Could therapists serve prison time for patients' crimes?

By Dr. Keith Ablow
Published December 31, 2012

... By this French standard, psychiatrists and psychologists who may have tried and failed to help men like [JH], the shooter at the Batman premier in Aurora, Colo., and [AL], the shooter at the Sandy Hook Elementary School in Newtown, Conn., aren’t just at risk for monetary damages to be paid by their insurers, but are also at risk of being charged with murder themselves. ...

... Sending psychiatrists or psychologists or social workers to jail for malpractice when patients act violently would only lead to such professionals refusing to treat such patients, because there is at present no real infrastructure such professionals can partner with in order to prevent violent acts. ...

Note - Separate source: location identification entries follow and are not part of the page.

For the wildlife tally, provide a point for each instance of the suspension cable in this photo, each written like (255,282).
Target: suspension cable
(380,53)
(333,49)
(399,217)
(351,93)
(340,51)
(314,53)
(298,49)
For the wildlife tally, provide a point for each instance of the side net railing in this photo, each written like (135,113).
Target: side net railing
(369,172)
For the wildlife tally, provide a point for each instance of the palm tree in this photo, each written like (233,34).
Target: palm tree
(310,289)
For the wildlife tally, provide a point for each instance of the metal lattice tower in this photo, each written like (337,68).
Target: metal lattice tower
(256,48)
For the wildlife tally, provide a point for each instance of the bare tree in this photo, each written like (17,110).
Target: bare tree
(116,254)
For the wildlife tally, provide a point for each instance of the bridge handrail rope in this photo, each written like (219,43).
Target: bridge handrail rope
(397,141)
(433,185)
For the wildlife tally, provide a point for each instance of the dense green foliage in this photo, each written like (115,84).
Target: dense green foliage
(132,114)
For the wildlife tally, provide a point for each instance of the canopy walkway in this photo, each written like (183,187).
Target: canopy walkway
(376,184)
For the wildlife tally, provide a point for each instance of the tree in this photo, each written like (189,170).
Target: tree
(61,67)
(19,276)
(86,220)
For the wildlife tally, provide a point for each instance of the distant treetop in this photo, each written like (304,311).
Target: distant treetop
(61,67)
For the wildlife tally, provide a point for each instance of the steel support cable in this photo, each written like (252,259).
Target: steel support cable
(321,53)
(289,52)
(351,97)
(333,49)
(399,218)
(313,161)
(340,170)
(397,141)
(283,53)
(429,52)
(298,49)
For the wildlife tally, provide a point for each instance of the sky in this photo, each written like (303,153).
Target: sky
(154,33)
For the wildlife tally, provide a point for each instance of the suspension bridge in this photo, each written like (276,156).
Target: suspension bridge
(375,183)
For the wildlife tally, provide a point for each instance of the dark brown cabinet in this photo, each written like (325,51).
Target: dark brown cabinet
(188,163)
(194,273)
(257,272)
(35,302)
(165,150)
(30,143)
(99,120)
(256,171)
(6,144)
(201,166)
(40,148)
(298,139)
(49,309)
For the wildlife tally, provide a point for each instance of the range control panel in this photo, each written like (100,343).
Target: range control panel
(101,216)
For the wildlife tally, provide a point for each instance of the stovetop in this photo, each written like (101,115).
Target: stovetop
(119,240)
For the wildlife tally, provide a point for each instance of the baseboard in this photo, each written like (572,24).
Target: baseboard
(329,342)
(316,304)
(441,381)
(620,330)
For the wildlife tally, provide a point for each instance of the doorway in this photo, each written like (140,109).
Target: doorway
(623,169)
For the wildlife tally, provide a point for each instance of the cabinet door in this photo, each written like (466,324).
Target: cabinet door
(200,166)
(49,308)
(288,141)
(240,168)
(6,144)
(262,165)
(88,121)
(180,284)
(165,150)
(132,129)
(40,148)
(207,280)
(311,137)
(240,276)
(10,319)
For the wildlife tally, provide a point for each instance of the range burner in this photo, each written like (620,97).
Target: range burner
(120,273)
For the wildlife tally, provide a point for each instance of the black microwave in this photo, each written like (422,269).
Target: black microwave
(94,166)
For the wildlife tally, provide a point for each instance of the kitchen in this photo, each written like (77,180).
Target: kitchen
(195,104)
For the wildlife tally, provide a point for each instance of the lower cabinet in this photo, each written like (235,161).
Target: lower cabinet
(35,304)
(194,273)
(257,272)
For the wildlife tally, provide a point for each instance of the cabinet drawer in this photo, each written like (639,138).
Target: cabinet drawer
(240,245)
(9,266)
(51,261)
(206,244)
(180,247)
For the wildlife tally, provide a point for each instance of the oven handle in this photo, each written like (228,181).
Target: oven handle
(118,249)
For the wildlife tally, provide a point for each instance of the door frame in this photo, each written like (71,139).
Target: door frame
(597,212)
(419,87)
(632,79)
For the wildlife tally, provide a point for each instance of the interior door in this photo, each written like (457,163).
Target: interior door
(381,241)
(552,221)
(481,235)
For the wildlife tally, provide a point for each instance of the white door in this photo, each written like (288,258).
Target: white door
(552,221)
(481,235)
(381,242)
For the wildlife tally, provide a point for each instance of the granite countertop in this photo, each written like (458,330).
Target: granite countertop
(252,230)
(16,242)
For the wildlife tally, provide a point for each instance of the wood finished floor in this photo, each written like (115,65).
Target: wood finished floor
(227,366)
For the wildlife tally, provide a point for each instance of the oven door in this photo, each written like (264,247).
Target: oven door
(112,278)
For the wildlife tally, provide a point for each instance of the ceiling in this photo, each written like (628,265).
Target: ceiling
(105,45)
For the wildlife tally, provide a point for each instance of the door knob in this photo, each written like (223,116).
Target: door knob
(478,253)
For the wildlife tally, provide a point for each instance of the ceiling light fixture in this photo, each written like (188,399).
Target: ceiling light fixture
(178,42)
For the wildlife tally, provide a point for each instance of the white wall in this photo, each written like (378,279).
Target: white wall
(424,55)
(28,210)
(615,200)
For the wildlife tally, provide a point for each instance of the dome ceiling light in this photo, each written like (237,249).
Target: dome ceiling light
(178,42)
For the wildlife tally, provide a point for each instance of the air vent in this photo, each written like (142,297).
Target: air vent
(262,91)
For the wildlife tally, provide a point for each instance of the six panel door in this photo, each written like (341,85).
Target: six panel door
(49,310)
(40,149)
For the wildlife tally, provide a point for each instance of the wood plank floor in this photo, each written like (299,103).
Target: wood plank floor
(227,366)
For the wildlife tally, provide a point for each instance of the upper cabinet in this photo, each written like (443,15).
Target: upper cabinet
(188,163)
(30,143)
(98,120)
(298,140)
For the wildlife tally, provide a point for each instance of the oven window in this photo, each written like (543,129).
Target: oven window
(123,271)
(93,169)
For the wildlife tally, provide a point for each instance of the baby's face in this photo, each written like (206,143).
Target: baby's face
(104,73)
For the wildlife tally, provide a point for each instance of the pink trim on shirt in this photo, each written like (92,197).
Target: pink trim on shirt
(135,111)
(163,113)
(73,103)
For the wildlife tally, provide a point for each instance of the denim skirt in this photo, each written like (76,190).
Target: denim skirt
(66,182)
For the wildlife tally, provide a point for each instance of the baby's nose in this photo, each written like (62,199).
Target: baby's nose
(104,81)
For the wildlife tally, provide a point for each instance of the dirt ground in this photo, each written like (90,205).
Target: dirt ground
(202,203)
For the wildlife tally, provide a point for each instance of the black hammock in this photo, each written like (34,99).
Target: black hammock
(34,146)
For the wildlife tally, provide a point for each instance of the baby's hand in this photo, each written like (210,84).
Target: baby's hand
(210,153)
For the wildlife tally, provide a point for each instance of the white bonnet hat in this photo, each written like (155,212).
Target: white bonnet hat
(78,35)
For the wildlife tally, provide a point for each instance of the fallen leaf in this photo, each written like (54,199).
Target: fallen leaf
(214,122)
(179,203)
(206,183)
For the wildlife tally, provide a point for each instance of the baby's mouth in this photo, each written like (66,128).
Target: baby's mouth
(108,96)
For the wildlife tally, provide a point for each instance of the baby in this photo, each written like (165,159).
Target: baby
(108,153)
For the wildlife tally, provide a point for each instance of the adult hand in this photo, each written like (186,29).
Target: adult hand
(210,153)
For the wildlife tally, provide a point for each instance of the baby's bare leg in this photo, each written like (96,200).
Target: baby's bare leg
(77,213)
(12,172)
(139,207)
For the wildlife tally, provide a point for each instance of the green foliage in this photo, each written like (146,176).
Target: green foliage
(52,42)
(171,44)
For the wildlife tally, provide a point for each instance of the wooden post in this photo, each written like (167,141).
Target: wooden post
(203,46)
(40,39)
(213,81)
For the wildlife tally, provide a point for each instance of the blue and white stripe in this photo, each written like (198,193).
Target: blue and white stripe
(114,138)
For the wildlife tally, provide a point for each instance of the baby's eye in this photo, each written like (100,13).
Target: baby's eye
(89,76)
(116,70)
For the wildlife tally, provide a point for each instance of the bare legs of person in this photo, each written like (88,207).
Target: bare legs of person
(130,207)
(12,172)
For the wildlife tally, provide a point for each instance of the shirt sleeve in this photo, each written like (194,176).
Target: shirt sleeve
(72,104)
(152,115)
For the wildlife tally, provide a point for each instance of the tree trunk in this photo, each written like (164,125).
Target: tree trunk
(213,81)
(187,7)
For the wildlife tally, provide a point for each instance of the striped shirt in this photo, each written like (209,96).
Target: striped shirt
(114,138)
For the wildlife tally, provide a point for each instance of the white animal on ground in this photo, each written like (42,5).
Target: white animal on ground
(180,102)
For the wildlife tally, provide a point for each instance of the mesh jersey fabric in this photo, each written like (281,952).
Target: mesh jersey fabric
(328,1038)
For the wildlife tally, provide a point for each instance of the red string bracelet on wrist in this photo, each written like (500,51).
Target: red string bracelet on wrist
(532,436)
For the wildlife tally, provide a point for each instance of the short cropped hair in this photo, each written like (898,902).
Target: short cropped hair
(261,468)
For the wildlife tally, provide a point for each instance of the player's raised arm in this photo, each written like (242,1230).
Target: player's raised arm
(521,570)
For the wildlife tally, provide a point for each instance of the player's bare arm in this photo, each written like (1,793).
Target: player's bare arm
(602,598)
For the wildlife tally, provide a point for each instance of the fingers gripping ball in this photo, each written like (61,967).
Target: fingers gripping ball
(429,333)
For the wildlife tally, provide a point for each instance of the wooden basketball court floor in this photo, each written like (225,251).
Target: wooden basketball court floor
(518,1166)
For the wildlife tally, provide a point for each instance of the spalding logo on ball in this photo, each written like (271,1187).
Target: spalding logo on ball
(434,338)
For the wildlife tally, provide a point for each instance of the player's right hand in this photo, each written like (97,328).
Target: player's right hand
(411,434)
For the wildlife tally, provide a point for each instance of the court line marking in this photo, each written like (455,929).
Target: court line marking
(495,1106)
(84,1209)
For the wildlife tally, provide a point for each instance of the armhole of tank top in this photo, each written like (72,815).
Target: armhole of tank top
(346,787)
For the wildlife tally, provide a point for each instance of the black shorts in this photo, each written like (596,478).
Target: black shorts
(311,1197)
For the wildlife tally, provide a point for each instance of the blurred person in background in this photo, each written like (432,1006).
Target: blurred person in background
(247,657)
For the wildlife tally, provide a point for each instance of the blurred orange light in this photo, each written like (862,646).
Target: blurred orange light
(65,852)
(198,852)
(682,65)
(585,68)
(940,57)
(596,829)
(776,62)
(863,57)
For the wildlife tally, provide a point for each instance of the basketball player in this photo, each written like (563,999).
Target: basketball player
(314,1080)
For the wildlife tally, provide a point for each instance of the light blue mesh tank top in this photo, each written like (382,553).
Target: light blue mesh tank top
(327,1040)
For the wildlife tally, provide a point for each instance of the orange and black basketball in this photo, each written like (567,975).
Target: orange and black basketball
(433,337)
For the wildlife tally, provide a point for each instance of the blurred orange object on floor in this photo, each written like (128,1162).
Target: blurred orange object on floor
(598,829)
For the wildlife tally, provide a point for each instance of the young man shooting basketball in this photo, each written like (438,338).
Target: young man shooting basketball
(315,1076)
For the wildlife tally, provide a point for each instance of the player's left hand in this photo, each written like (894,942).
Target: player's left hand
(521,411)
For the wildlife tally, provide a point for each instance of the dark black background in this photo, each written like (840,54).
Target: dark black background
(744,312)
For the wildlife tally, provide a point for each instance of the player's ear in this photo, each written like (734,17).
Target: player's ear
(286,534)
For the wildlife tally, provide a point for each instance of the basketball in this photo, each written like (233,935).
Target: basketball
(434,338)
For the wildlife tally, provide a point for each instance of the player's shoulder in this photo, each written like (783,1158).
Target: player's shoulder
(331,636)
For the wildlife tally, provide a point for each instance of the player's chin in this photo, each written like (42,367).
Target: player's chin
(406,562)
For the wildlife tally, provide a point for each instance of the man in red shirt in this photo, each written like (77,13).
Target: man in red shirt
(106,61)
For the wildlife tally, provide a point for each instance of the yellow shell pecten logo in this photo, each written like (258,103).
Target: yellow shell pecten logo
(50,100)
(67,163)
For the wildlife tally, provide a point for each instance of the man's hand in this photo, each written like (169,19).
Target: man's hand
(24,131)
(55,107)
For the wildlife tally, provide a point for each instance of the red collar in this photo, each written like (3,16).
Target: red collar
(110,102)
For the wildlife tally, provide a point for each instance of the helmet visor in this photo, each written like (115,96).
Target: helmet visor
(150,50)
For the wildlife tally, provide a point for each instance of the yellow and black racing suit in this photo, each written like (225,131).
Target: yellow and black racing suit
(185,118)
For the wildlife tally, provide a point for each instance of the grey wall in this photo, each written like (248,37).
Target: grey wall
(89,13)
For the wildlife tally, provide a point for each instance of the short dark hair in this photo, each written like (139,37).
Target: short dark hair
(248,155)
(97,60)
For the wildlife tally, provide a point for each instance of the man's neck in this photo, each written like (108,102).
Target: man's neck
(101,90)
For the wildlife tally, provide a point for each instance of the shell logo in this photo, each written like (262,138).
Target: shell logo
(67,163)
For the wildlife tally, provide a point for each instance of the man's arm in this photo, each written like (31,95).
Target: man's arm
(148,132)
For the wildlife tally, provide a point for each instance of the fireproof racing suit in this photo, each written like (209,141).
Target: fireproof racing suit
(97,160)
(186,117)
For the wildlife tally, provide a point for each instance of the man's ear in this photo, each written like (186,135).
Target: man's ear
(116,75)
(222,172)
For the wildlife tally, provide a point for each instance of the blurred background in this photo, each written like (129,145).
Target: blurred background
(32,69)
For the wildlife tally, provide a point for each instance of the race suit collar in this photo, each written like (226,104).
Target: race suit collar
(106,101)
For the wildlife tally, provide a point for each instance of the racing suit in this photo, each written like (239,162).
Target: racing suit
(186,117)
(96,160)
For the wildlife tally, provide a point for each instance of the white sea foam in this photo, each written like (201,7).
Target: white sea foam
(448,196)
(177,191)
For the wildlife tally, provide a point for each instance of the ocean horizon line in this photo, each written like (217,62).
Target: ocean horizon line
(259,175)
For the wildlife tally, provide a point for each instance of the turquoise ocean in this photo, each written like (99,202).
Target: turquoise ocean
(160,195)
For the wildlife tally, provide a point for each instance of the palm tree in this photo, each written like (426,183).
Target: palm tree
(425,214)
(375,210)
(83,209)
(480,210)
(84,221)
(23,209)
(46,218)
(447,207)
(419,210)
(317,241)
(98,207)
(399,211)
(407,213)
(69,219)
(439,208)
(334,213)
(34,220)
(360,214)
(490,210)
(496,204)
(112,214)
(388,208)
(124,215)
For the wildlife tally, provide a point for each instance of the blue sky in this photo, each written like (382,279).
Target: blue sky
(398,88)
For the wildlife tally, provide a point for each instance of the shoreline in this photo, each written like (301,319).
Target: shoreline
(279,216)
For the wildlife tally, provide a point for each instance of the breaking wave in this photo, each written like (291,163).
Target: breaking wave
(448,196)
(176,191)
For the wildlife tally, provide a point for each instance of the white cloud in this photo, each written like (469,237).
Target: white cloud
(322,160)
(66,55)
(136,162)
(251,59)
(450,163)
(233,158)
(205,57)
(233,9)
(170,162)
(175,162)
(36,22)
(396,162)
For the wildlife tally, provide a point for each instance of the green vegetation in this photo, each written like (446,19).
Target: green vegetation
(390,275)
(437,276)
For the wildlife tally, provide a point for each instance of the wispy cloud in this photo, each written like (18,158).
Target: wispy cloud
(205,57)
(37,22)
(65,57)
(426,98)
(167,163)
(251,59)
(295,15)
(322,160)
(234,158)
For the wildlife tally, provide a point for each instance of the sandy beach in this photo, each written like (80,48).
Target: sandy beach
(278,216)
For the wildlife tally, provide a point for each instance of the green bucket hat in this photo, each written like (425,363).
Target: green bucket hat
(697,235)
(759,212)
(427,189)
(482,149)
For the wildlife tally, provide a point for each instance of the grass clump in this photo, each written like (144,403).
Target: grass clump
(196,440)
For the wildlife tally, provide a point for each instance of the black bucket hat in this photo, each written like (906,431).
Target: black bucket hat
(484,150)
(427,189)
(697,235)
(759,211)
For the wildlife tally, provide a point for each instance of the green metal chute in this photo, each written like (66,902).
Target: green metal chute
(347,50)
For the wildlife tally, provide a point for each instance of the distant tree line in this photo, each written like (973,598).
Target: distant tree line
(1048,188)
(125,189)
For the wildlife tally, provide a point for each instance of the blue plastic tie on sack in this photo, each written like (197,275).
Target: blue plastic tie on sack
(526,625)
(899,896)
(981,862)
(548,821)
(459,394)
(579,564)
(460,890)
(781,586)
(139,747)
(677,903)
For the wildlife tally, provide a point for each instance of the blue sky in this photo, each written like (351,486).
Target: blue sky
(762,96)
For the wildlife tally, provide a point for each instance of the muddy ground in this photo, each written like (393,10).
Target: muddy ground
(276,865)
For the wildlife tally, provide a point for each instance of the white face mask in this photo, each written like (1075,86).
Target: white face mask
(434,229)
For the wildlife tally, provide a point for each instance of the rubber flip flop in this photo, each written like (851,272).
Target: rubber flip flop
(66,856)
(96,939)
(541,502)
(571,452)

http://www.foxnews.com/health/2012/12/31/would-america-jail-therapists-patients-who-commit-murder/
 
Sounds like this patient escaped from the hospital and she notified police. So I really don't understand why she is found responsible for her patient's behavior.

I agree. I think those that allowed him to escape should share in this punishment. If he "escaped" he obviously was not supposed to leave the premises and someone was supposed to be watching him. Begs the question - who is really at fault here?

Salem
 

"SPEP, the union for French state psychiatrists, which backed Canarelli during the trial, said the landmark verdict was worrying and risked scapegoating the profession over a complex case. The union said Canarelli had notified police and other authorities after her patient's escape."

From the article - if she notified police and other authorities, why was the patient allowed to run free for 20 days? Why didn't the police pick him up?

Salem
 
I agree. I think those that allowed him to escape should share in this punishment. If he "escaped" he obviously was not supposed to leave the premises and someone was supposed to be watching him. Begs the question - who is really at fault here?

Salem

Sounds like it was unsecure hospital and she could have placed him in a more secure facility but didn't do it.